朱見深依舊讓汪直在御馬監任職,并進了一步,讓他做了掌司。
這已經是個實權職位了,再往上,就是提督太監,再上是監督太監,然后……就只剩下御馬監掌印太監了。
汪直到底年齡太小,還需要時間磨礪,不過,朱見深對這一顆棋子期望甚深,甚至于后續的路,都給其鋪好了。
這些汪直并不知情,他只知道皇上這是打算培養他。
“奴婢定不負皇上栽培!”汪直雙手接過任免御令,顫抖著聲音承諾。
朱見深笑了笑,“過年時回來一趟,貴妃娘娘時常念叨你。

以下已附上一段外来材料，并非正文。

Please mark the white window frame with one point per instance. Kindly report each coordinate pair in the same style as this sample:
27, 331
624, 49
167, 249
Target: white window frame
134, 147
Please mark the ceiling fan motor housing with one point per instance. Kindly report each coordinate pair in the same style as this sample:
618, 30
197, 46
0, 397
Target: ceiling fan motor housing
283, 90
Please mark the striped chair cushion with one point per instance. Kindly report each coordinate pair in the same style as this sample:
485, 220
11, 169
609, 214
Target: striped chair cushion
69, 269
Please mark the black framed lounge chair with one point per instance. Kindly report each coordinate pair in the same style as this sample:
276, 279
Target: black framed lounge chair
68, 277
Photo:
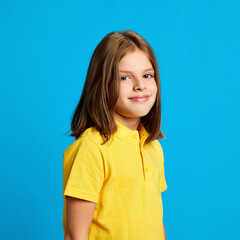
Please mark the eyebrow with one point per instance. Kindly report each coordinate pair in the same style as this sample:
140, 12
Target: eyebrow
126, 71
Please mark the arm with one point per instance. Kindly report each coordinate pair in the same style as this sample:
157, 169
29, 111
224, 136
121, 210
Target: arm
79, 218
164, 233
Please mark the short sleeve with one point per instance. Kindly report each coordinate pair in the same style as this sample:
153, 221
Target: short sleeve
163, 184
83, 171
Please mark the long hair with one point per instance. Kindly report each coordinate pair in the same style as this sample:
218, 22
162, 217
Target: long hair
101, 89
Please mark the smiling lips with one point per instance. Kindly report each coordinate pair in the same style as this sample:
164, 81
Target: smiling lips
142, 98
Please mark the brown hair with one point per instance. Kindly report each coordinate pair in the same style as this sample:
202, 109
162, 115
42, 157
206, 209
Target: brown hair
100, 92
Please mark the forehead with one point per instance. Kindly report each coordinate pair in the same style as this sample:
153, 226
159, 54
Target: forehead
135, 61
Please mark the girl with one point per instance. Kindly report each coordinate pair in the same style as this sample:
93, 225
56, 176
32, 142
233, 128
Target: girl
113, 174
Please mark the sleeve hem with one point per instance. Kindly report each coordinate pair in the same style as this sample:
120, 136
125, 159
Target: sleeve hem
163, 188
81, 195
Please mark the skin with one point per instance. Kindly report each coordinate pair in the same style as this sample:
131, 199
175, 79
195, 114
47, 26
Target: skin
138, 89
137, 95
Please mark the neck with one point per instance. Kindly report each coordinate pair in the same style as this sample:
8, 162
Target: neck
131, 123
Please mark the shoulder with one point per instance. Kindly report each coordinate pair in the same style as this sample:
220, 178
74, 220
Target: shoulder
89, 140
155, 146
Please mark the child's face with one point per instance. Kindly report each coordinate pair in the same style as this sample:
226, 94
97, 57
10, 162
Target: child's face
138, 88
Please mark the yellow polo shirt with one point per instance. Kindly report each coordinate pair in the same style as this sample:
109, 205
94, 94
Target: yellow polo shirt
123, 177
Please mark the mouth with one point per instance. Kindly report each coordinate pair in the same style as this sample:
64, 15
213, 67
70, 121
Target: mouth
142, 98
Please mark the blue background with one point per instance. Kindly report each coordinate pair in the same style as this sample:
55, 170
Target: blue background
45, 48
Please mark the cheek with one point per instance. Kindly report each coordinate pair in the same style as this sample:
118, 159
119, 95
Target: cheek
154, 88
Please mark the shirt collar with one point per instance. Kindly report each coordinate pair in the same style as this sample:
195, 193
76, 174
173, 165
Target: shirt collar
123, 131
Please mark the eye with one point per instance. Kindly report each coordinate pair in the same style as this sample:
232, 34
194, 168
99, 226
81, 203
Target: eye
125, 77
148, 75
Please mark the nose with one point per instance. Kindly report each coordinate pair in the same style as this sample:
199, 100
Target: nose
139, 84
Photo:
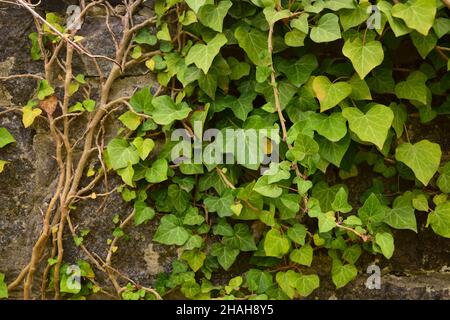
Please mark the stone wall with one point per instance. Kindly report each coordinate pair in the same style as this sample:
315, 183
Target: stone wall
420, 268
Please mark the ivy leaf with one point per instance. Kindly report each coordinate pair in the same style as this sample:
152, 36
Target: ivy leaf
196, 4
330, 94
414, 88
386, 243
142, 212
195, 259
143, 146
220, 205
327, 29
297, 233
298, 72
203, 55
302, 256
258, 281
340, 202
417, 14
44, 89
254, 43
276, 244
306, 284
157, 172
120, 153
372, 126
443, 182
332, 127
5, 137
263, 187
333, 151
402, 216
372, 211
423, 158
400, 117
242, 239
166, 111
29, 114
342, 274
131, 120
171, 231
212, 16
304, 146
141, 101
225, 255
440, 219
3, 287
364, 56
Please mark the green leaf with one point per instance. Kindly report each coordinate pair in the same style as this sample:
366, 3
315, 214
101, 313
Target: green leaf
143, 146
402, 216
157, 172
298, 72
364, 56
304, 146
145, 37
44, 89
340, 202
295, 38
242, 239
330, 94
333, 151
400, 117
131, 120
423, 158
142, 212
225, 255
203, 55
306, 284
254, 43
166, 111
414, 88
342, 274
141, 101
297, 233
372, 211
5, 137
327, 29
212, 16
127, 174
424, 44
120, 153
302, 256
332, 127
370, 127
258, 281
29, 115
276, 244
196, 4
195, 259
171, 231
417, 14
443, 182
3, 287
301, 23
386, 243
440, 219
220, 205
262, 186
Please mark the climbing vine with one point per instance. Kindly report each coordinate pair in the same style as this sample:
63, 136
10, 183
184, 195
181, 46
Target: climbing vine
330, 77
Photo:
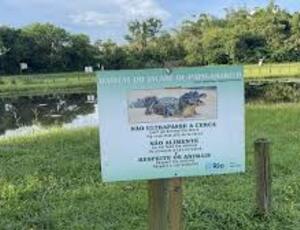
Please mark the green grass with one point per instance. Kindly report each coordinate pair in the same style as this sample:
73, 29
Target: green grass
47, 83
52, 181
282, 70
61, 82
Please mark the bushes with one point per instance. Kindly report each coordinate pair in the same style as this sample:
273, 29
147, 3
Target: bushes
280, 92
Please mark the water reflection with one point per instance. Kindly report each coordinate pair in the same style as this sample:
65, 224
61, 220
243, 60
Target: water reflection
34, 112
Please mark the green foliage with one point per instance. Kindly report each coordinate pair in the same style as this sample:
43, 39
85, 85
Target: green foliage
58, 186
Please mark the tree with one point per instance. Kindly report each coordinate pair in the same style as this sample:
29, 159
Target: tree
48, 46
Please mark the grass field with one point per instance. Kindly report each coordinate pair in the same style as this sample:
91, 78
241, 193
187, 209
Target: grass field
52, 181
61, 82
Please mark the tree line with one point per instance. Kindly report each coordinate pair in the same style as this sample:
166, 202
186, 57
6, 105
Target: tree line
241, 36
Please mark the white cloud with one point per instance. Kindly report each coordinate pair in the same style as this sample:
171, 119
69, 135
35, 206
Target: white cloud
142, 9
116, 12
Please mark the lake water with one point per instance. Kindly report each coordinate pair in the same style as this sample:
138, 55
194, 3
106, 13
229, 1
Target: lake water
29, 114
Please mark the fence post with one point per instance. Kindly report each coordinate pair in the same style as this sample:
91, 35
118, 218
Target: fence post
165, 204
263, 176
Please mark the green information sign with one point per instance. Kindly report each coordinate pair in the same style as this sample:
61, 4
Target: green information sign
160, 123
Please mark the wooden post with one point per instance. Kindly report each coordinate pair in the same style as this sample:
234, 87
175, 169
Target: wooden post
263, 176
165, 204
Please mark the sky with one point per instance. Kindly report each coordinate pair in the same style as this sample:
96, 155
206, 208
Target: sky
103, 19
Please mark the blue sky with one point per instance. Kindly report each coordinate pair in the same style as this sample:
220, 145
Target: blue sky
102, 19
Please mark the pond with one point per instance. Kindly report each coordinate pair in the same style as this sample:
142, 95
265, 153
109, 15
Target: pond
28, 114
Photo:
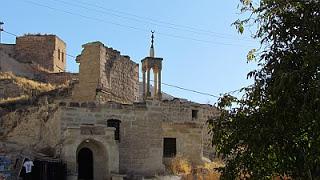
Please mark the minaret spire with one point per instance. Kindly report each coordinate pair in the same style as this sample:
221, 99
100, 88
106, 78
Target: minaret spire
152, 48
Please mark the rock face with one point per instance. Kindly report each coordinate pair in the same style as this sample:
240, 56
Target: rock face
104, 117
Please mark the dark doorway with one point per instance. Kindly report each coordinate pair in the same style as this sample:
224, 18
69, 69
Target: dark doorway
85, 164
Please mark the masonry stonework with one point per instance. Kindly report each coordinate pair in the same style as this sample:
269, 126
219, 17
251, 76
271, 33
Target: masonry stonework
105, 75
48, 51
106, 113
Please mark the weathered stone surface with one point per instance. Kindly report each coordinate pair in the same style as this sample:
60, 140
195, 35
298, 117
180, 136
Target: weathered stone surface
105, 75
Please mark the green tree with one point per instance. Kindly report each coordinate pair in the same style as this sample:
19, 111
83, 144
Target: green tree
274, 129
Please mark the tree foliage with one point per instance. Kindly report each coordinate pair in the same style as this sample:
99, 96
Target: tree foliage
274, 129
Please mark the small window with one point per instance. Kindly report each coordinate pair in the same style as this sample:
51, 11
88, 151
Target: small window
169, 147
116, 124
62, 57
194, 114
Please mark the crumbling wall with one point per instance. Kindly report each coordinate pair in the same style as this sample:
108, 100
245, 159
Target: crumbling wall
46, 50
105, 75
142, 130
9, 64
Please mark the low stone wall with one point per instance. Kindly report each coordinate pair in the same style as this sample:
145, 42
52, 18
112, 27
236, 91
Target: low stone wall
56, 78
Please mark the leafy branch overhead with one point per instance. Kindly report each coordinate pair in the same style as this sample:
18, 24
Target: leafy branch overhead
274, 129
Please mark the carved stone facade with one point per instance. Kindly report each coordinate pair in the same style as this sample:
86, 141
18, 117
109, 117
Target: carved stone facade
105, 118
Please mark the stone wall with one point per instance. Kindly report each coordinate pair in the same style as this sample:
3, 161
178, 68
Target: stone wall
56, 78
9, 89
105, 75
46, 50
143, 128
9, 64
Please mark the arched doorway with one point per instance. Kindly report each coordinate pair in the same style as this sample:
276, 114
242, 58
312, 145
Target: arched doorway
85, 164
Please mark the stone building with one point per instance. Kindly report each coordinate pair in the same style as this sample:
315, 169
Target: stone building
110, 125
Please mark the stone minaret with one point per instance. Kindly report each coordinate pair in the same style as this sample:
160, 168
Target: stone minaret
155, 64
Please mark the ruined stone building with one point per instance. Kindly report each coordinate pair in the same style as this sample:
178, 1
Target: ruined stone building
105, 123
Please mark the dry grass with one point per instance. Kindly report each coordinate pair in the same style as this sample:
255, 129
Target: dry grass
180, 165
27, 83
13, 99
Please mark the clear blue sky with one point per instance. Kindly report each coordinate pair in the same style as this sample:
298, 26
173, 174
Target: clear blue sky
201, 50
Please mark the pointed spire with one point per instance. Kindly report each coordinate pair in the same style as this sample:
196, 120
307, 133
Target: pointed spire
151, 48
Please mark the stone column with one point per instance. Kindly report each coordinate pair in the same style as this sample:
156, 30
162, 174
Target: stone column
159, 85
155, 81
143, 83
148, 83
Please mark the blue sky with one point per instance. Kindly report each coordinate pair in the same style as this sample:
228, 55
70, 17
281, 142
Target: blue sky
200, 48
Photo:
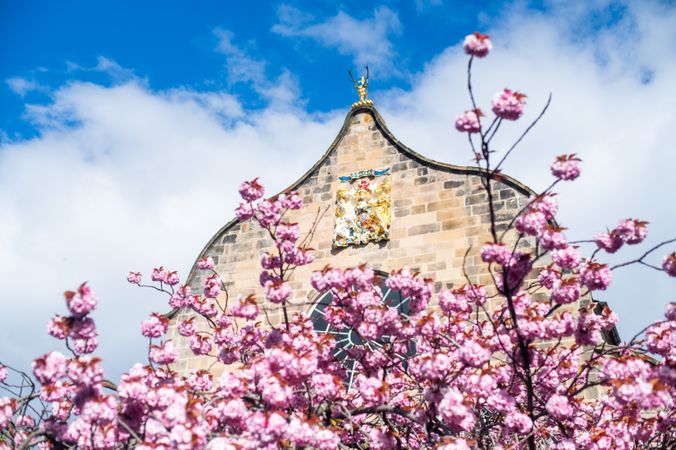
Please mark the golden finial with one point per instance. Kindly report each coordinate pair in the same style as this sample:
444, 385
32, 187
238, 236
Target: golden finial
362, 89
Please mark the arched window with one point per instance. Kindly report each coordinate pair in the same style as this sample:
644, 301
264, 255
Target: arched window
347, 338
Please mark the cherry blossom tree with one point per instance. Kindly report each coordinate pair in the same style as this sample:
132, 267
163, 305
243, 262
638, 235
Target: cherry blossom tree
519, 364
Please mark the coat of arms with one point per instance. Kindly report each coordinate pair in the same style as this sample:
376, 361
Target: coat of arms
363, 209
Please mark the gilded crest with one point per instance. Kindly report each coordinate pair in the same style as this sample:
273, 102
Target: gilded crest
363, 209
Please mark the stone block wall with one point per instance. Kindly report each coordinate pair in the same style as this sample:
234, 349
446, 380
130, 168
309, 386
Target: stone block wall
439, 211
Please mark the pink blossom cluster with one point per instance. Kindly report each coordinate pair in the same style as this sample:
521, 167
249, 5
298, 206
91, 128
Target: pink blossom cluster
77, 328
469, 121
628, 231
520, 363
566, 167
477, 44
508, 104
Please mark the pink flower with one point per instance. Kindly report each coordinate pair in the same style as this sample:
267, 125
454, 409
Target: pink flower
205, 263
251, 190
477, 44
371, 389
244, 212
200, 345
567, 259
288, 232
549, 276
246, 308
566, 291
291, 200
497, 253
669, 264
50, 367
134, 277
7, 409
566, 167
469, 121
454, 412
154, 327
533, 222
595, 276
455, 444
158, 274
200, 380
553, 239
187, 327
163, 354
172, 278
559, 407
610, 242
508, 105
473, 354
632, 231
212, 286
518, 422
277, 291
670, 314
59, 327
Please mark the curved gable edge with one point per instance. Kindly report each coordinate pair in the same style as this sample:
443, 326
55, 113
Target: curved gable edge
380, 123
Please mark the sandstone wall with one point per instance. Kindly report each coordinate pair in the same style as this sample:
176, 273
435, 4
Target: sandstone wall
439, 211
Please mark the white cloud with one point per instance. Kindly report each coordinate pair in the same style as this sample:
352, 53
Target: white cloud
143, 178
124, 178
366, 41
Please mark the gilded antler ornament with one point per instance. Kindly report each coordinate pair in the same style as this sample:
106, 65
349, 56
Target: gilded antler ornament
362, 89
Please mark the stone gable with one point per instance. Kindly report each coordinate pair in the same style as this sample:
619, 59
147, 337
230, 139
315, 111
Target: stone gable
439, 211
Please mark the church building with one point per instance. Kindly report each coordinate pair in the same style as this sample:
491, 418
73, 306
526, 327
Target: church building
369, 199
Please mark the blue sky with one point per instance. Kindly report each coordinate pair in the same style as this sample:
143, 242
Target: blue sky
126, 127
172, 43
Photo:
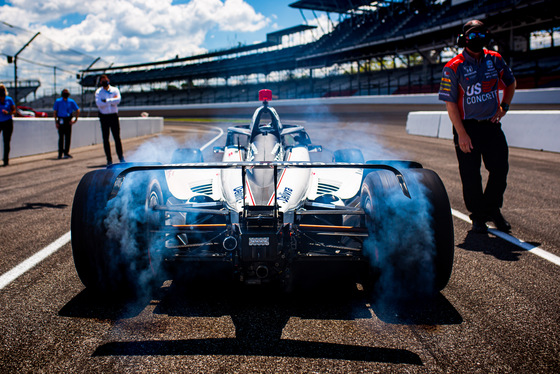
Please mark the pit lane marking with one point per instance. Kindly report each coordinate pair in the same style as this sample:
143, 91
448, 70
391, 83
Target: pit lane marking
21, 268
513, 240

”
“奴婢…遵旨。”汪直嗓音有些哽咽,又行了一禮,退出大殿。
朱見深幽幽嘆了口氣,自語道:“但愿你能如你說的那般,別讓朕失望。”
朱見深隱忍了十年,也經營了十年,這十年來的步步為營,讓他具備了真正跟臣子掰手腕的能力。
也是時候,展現他的實力了。
“這些年來,他們終究是太安逸了啊……”朱見深冷笑,“官場風氣是時候整頓、重塑了。”
吁了口氣,他揚聲道:“傳萬安進宮見朕!”
…
次日,早朝。
皇帝上朝,群臣行禮,一切都和往日無甚區別。
年關將近,朝堂氣氛也變得輕松,甚至歡快起來。
隨著一聲‘眾卿平身’,群臣起身,各自回班站好,一副和氣融融場面。
但,有一人除外。
萬安!
老家伙愁毀了,這次皇帝交代他的差事……可真夠拉仇恨的,他有預感,這要是說了,以后自己的名聲可就要盡毀了,盡管他本身也沒什么好名聲。
可這次過后,他甚至會在成華一朝的史書上臭名昭著。
僅是想想,他就頭皮發麻……
時間一分一秒地過去,萬安始終不敢冒頭,以至于朝會都快結束了,他都沒站出來說話。
他想拖過去,但……有人不同意。
“萬愛卿!”
“啊?臣,臣在。”萬安硬著頭皮出班。
朱見深神情不滿,眼神威脅:“朕觀你一副魂不守舍,患得患失模樣,可是有言想諫,卻不敢言?”
群臣見狀,目光一下子全集中在萬安身上。
“臣,臣……”萬安頭都快炸了,他深知一旦說出所謂諫言,他必將自絕于文官,且永無翻身可能,但……不說,他可能馬上就會卷鋪蓋滾蛋。
支吾片刻,他一咬牙,決定一條道兒走到黑。
“回皇上,臣卻有言要諫!”
朱見深神色立刻溫和下來,含笑道:“但言無妨!”
萬安知道自己沒有退路,他名聲夠臭了,不迎合皇帝,這個官兒他根本做不下去,索性也豁出去了。
“皇上,自大明立國,迄今已有百余年,隨著時間的推移,大明的官員……越來越多。”